Apartment Therapy’s Small/Cool Event meets buyers in-person and online

maskless return

As more Americans get vaccinated, brands are starting to explore what events will look like going forward. Apartment Therapy’s hybrid Small/Cool Experience is looking to gain first-party data from the best of both worlds — attendees ready to shop in-person, and those still happy shopping online.

From June 11-13, Apartment Therapy will be hosting its second-ever Small/Cool Experience, a half virtual, half in-person event consisting of 10 rooms built out in lower Manhattan. Each room will be decorated by a different designer and have 25 shoppable products per room that event-goers can purchase via affiliate or website links. In-person attendees can scan a room’s QR code on the wall to see products, while online customers can shop the rooms on the Apartment Therapy website through 3D renderings. Shoppers with an Apartment Therapy account can add the products to a wish list.

Having both an in-person and virtual event will allow Apartment Therapy to gain insights on both kinds of consumers through QR codes at the physical event as well as the virtual rooms on the Apartment Therapy website. The site launched their own first-party data solution, Blueprint, in April after seeing bumps in site traffic and revenue during the pandemic. Now, those event interactions and purchases can help build out Blueprint, as well as partnerships with brands involved in Small/Cool Experience.

“First party data has become an increased priority across the board as we look to get a deeper understanding of our readers, their interests and shopping habits,” Apartment Therapy’s vp of brand innovation and strategy Media Lauren Murphy wrote in an email response to Digiday. 

“In terms of the event, we’ll be sharing back a broad range of data with our brand partners around audience behavior and interaction with the rooms and products, in addition to some opt-in information shared by our audience via sweepstakes and email lists.”

Finding the balance in a virtual and in-person event required some adjustments. At the start of planning, Apartment Therapy wanted to launch a custom app, but realized that would be a big lift on the back-end for event partners. 

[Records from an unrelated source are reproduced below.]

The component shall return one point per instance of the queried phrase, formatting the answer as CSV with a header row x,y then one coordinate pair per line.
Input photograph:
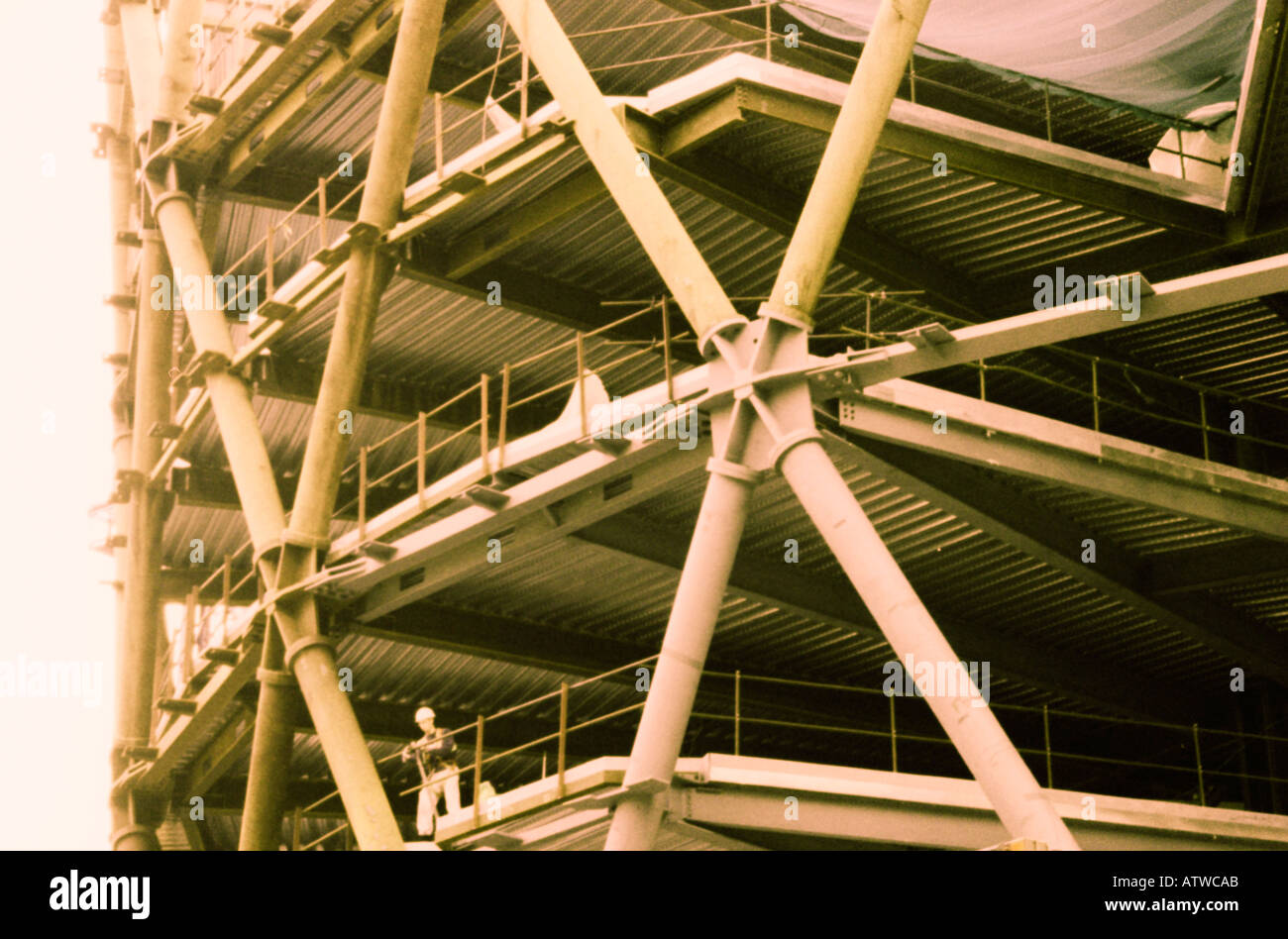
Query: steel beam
x,y
566,652
1094,681
248,458
777,209
1074,321
270,750
1056,541
836,513
982,742
123,217
143,620
614,157
366,274
1028,445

“We opted to take it online, and all we require from brand partners is a link to each product page on their site (or an e-commerce partner of their choice),” wrote Murphy. Brand partners include Behr, Overstock and Tuft and Needle.

The pandemic had Americans across the country rethinking how their homes needed to work for them, especially those living in smaller spaces. That had folks turning to sites like Apartment Therapy for ideas and products. Since the pandemic, Apartment Therapy has seen an increase in site traffic and revenue. The site’s unique visitors were up 56% year over year in March according to Comscore. Registered users have increased 150% year over year and e-commerce revenue was up 100% year over year, according to Murphy, who declined to give exact figures. 

The event is catering to buyers who want to see products in-person, as well as the growing number of consumers who have warmed to shopping for big-ticket furniture pieces online. The result has been an uptick in home furnishings sales.

“Customers’ preferences definitely shifted. Rather, they were forced to shift. They had to be ok with purchasing furniture online,” said Dave Nielsen, president of Overstock.com, which is sponsoring Apartment Therapy’s event. “That was just what the category needed.”

Furniture and home furnishings are forecasted to generate nearly $106 billion, or 11.7%, of all U.S. retail e-commerce sales this year, up 12.3% from 2020, according to an April 2021 report by eMarketer.

“The days of needing to go to a big retail location to buy furniture are over,” said Nielsen.